WARNING: The NVIDIA Driver was not detected. GPU functionality will not be available.
Use the NVIDIA Container Toolkit to start this container with GPU support; see NVIDIA Cloud Native Technologies - NVIDIA Docs .
Configuration
Output from nvidia-ctk cdi list (upon request full CDI YAML can be provided)
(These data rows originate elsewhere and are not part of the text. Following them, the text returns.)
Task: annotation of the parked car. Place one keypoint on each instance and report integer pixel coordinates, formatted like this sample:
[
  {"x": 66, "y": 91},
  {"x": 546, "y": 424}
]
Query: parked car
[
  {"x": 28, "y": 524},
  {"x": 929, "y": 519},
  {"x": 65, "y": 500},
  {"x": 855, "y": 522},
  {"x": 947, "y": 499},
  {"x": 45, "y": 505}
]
INFO[0000] Found 5 CDI devices
nvidia.com/gpu=0
nvidia.com/gpu=1
nvidia.com/gpu=GPU-2aff26da-3664-9eeb-13ba-b78397cace6f
nvidia.com/gpu=GPU-66878602-8286-6421-1ec4-8d097b71be4e
nvidia.com/gpu=all
Here you can also see my futile attempts to adjust the environment variables of the executor (based on Docker’s documentation, which is references by the gpus option for the GitLab runner even though I am using Podman
Here I also tried adding the environment variables NVIDIA_VISIBLE_DEVICES: "nvidia.com/gpu=all" (also tried with just all) and NVIDIA_DRIVER_CAPABILITIES: "all".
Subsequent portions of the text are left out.